It’s a time of uncertainty in the music business. Caught between risking some off-the-wall experiment or cranking out “Listen As I Repeat Myself”, artists and their art drift toward the half-hearted. Refreshingly, Sarah Harmer just digs deeper and discovers, with each new album, elements of a voice that can last.
Unlike her previous two discs — polished marvels of reflective pop in their own right — I’m A Mountain finds Harmer returning to the folk-grass settings of her solo debut. The growth since that creditable first bow is striking. The framework remains traditional, but the spirit is understated newgrass, with better melodies. From the taut instrumental work of her acoustic band on the rollicking passages (“Luther’s Got The Blues”, the propulsive breaks in “I’m A Mountain”) to the sensuous sway of the quitter dances (“Oleander” and the delicious French treat “Salamandre”), the music is consistently engaging and ageless. Yet Harmer’s environmental concern, which serves as a thematic cornerstone to this project, provides a level of immediacy as well.

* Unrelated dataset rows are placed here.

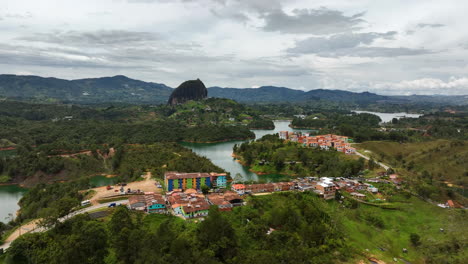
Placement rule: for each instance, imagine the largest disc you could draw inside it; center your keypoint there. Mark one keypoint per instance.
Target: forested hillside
(434, 169)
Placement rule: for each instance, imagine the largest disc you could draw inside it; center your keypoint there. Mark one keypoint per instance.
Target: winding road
(367, 158)
(33, 227)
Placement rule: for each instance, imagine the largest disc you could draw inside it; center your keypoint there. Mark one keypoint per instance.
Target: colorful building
(325, 142)
(183, 181)
(150, 202)
(218, 180)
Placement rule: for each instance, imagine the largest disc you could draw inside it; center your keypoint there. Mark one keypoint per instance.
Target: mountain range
(126, 90)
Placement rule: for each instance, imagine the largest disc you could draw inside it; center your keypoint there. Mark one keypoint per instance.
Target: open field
(146, 185)
(386, 232)
(440, 157)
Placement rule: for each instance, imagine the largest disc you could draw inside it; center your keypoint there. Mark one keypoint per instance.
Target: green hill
(435, 169)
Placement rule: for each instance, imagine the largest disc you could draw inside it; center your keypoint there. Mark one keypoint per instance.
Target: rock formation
(188, 90)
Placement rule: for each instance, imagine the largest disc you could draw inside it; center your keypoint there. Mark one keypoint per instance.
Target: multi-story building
(183, 181)
(150, 202)
(218, 180)
(325, 142)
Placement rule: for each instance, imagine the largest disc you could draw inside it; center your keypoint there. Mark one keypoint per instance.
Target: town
(186, 197)
(326, 142)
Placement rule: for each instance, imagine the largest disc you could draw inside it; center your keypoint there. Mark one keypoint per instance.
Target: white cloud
(453, 86)
(332, 44)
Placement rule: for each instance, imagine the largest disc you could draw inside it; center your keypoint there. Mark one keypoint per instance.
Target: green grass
(153, 221)
(439, 157)
(414, 216)
(4, 178)
(122, 197)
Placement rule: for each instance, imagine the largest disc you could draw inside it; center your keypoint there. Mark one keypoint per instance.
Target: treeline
(282, 228)
(127, 161)
(272, 155)
(62, 134)
(261, 124)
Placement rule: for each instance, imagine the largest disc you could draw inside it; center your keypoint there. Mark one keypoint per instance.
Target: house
(325, 189)
(283, 134)
(225, 201)
(358, 195)
(155, 203)
(150, 202)
(196, 208)
(218, 180)
(451, 204)
(238, 188)
(188, 204)
(137, 202)
(183, 181)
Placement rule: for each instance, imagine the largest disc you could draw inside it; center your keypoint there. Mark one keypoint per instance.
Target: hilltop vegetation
(121, 89)
(277, 228)
(428, 166)
(274, 156)
(128, 164)
(61, 142)
(93, 90)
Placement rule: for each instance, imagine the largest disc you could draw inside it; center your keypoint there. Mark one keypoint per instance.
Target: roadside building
(238, 188)
(150, 202)
(325, 189)
(184, 181)
(225, 201)
(137, 202)
(218, 180)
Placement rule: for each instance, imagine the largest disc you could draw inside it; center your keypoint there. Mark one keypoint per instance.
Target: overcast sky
(386, 47)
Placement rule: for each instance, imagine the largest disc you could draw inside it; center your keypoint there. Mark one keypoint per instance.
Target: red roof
(238, 186)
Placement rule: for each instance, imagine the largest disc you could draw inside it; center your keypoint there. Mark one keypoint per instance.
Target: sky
(390, 47)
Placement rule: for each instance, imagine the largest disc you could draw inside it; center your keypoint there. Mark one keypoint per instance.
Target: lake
(387, 117)
(9, 197)
(220, 154)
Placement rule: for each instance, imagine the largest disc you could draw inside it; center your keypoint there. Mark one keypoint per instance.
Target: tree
(217, 235)
(205, 189)
(415, 239)
(371, 164)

There’s also a lovely cover of Dolly Parton’s “Will He Be Waiting For Me?”, and though Harmer may lack its author’s peerless range, she delivers a version with her own sense of the singer’s charge. Such vocal sensitivity is also evident in the way she prepares, with beautifully melodic lines and tasteful grace notes, the dramatic half-spoken codas of “Goin’ Out” and “How Deep In The Valley”. Such never-mannered craft sets this singer apart from all but a few of her contemporaries.